PREPROCESS DATA BY TEXT SIMILARITY
Introduction to Data Preprocessing
In this section, you will learn how to use two powerful Flookup functions that can make your data cleaning easier, faster and prone to fewer errors: NORMALIZE and FUZZYMATCH.
NORMALIZE can improve the quality and consistency of your data by removing or formatting text entries that might interfere with the fuzzy matching process.
FUZZYMATCH can help you understand your data better by showing you how similar your text entries are. It also gives you a glimpse of the underlying mechanism that drives the other Flookup functions.
Normalize function modes can be divided into two broad categories:
CATEGORY #1: Remove punctuation marks, Remove unwanted words. These will preserve the original dataset.
CATEGORY #2: Remove diacritical marks, Keep URL domain only, Keep URL path only. These will modify the original dataset.
To normalize text entries in the first category of functions, follow the steps below:
Head to Extensions > Flookup Data Wrangler > Match and Merge Functions > NORMALIZE in your spreadsheet menu.
Select the mode you want this function to run from the drop-down menu [See Explanation Below].
Range of entries to normalize: Select a column of entries you want to normalise and then click "Grab selected range".
Range of entries to be removed: If running Category #1 functions, select a single cell that contains your list of unwanted words or punctuation marks and then click "Grab selected range".
Threshold: [Optional] This parameter is only active when removing unwanted words. It defines the minimum level of similarity between words to be removed from each text entry in your dataset and the predefined list of unwanted words.
If running Category #1 functions, click an empty cell where you would like your results to be displayed.

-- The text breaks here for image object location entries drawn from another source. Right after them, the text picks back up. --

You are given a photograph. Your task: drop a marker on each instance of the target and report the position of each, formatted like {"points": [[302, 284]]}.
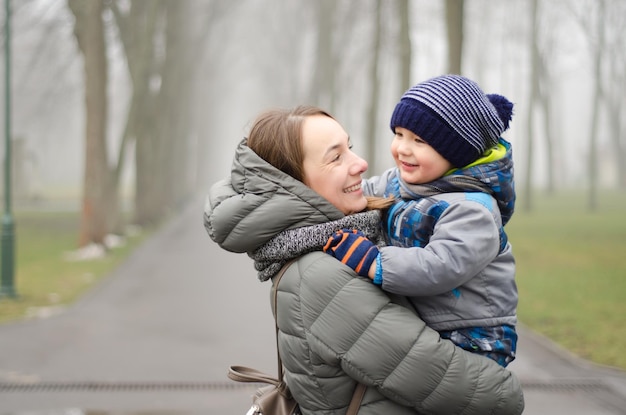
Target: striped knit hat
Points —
{"points": [[454, 116]]}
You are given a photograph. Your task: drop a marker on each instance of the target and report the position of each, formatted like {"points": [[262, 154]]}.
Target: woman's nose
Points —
{"points": [[359, 165]]}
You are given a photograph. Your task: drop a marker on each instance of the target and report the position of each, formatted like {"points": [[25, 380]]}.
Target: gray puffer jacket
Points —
{"points": [[337, 329]]}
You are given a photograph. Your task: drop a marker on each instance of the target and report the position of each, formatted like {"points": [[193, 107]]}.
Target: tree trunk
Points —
{"points": [[404, 43], [372, 104], [597, 99], [89, 32], [323, 87], [454, 25]]}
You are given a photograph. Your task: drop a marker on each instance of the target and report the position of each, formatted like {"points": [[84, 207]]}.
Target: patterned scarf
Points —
{"points": [[292, 243], [494, 178]]}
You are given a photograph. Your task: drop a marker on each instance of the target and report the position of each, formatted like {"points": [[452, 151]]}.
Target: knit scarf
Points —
{"points": [[292, 243], [494, 178]]}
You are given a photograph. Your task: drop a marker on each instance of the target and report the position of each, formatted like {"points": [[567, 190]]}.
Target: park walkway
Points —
{"points": [[157, 336]]}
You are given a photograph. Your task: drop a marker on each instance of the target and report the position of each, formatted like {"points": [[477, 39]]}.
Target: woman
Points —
{"points": [[294, 182]]}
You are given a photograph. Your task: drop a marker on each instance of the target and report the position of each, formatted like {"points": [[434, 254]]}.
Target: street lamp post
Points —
{"points": [[7, 288]]}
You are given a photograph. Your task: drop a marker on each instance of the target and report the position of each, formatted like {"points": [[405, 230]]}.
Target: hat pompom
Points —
{"points": [[504, 108]]}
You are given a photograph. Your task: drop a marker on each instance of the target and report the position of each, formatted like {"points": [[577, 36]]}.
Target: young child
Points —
{"points": [[454, 190]]}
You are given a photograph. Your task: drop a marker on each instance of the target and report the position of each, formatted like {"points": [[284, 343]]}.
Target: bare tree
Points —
{"points": [[533, 97], [592, 20], [404, 45], [454, 26], [89, 32], [323, 86], [374, 84]]}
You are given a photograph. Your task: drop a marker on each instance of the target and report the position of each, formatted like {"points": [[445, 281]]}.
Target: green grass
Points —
{"points": [[43, 279], [571, 273], [571, 270]]}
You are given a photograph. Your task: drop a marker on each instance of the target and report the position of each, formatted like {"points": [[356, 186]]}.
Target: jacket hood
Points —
{"points": [[258, 201]]}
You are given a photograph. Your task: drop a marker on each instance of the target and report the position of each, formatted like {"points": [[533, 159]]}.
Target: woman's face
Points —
{"points": [[330, 166]]}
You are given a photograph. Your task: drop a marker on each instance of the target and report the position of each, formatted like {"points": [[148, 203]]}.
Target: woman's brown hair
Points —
{"points": [[276, 137]]}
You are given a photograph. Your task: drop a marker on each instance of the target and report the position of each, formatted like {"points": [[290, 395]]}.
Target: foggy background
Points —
{"points": [[184, 79]]}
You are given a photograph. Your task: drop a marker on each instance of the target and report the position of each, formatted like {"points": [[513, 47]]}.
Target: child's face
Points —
{"points": [[417, 161]]}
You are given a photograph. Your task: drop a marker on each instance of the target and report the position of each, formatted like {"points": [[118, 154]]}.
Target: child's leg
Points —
{"points": [[498, 343]]}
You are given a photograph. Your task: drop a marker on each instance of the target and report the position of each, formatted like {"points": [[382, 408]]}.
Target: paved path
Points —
{"points": [[157, 336]]}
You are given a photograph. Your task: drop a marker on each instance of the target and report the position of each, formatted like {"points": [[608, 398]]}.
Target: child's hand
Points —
{"points": [[352, 248]]}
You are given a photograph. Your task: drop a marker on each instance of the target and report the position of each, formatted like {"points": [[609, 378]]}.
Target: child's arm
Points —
{"points": [[465, 240], [377, 185]]}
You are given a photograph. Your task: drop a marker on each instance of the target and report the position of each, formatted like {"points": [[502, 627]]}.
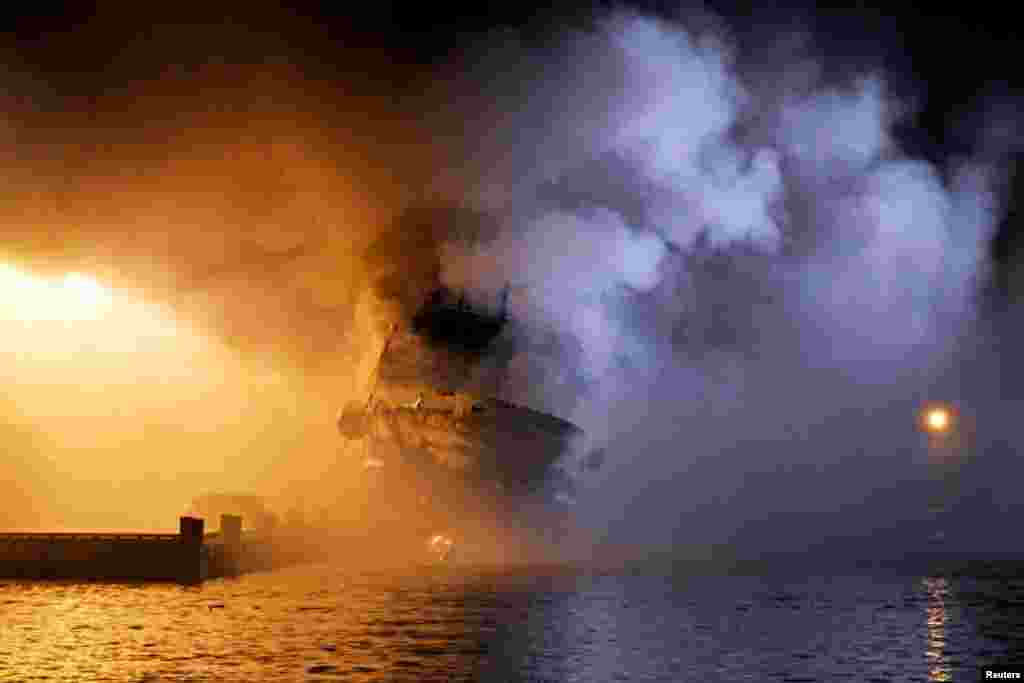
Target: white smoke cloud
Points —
{"points": [[740, 254]]}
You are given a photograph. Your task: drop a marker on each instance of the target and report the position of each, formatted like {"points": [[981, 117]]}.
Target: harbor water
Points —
{"points": [[325, 623]]}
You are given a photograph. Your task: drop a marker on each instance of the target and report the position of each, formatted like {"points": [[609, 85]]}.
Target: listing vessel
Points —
{"points": [[455, 469]]}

This cell should be in any sheet inside that same workbook.
Click "Normalize text entries".
NORMALIZE Modes Explained
Remove diacritical marks: This removes all diacritical marks from text entries.

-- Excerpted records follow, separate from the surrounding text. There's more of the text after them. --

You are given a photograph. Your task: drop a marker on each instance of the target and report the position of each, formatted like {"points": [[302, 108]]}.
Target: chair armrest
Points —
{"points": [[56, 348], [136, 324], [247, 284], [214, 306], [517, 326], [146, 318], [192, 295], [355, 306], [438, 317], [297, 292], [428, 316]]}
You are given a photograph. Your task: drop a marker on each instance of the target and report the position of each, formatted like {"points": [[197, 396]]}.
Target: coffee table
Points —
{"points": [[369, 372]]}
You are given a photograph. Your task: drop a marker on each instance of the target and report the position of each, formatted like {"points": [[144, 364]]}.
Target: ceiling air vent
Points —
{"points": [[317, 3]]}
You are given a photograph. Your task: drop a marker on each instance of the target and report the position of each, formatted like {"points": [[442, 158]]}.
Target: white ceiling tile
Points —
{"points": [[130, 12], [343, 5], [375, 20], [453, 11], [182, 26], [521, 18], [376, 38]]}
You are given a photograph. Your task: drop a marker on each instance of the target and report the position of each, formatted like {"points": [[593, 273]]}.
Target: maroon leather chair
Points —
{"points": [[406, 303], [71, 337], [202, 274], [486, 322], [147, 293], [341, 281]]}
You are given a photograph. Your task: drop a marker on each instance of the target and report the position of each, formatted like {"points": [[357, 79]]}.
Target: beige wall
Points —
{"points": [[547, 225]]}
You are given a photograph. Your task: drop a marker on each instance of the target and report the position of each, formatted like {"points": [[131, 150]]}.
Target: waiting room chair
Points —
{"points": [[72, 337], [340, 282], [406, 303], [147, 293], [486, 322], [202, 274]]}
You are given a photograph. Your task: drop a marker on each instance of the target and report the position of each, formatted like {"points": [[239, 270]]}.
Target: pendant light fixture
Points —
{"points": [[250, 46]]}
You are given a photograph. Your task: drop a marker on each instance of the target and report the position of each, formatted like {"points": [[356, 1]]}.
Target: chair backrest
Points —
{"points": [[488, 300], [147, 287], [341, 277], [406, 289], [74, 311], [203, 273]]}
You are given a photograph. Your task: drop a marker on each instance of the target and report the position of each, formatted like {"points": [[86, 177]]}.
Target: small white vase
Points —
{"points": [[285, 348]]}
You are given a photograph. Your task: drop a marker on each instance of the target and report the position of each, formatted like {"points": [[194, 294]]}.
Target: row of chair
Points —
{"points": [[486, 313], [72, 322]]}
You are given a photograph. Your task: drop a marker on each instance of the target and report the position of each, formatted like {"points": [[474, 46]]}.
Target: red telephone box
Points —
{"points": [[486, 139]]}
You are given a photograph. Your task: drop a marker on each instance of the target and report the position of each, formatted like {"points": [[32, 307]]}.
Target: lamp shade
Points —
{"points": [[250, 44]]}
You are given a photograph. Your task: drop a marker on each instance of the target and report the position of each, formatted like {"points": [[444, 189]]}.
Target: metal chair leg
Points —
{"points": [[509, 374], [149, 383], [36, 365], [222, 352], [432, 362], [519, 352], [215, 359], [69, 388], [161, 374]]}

Remove punctuation marks: This will remove all specified punctuation marks from the target text entries.
Remove unwanted words: This will remove all specified words from the target text entries.
Keep URL domain only: This strips a URL of everything except its root domain e.g. "www.example.com" to "example.com".
Keep URL path only: This strips a URL of everything except its path e.g. "www.example.com/new/users" to "/new/users".
Key Points on NORMALIZE
When removing punctuation marks, Range of entries to be removed should take a cell with values that are not separated by any delimiter e.g. "?,.@/".
When removing unwanted words, Range of entries to be removed should take a cell will comma separated values e.g. "company, limited, Mr, Mrs".
NORMALIZE will normalize the leftmost column of that range if you select more than one column. To normalize text entries from any column in a range, you need to select a single column.
When NORMALIZE times out, the results that have been processed up to that point will be displayed.
Head to Extensions > Flookup Data Wrangler > Match and Merge Functions > FUZZYMATCH in your spreadsheet menu.
Primary range: Select range of one or more columns, containing one or more rows and click "Grab selected range".
Secondary range: Select a separate range of one or more columns and then click "Grab selected range".
Left_column: Enter the index of the column of values in "Primary range" that you want to compare to values from "Secondary range".
Right_column: Enter the index of the column of values in "Secondary range" that you want to compare to values from "Primary range".
Click an empty cell in a column to mark where you would like your results to be displayed, inside that same workbook.
Click "Calculate percentage similarities".
Key Points on FUZZYMATCH
FUZZYMATCH can compare one text entry to multiple rows e.g. A1 to A2:B2 or text entries that are on the same row e.g. A1 to B1, A2 to B2, etc. and "Primary range" must not be longer than "Secondary range".
When FUZZYMATCH times out, the results that have been processed up to that point will be displayed.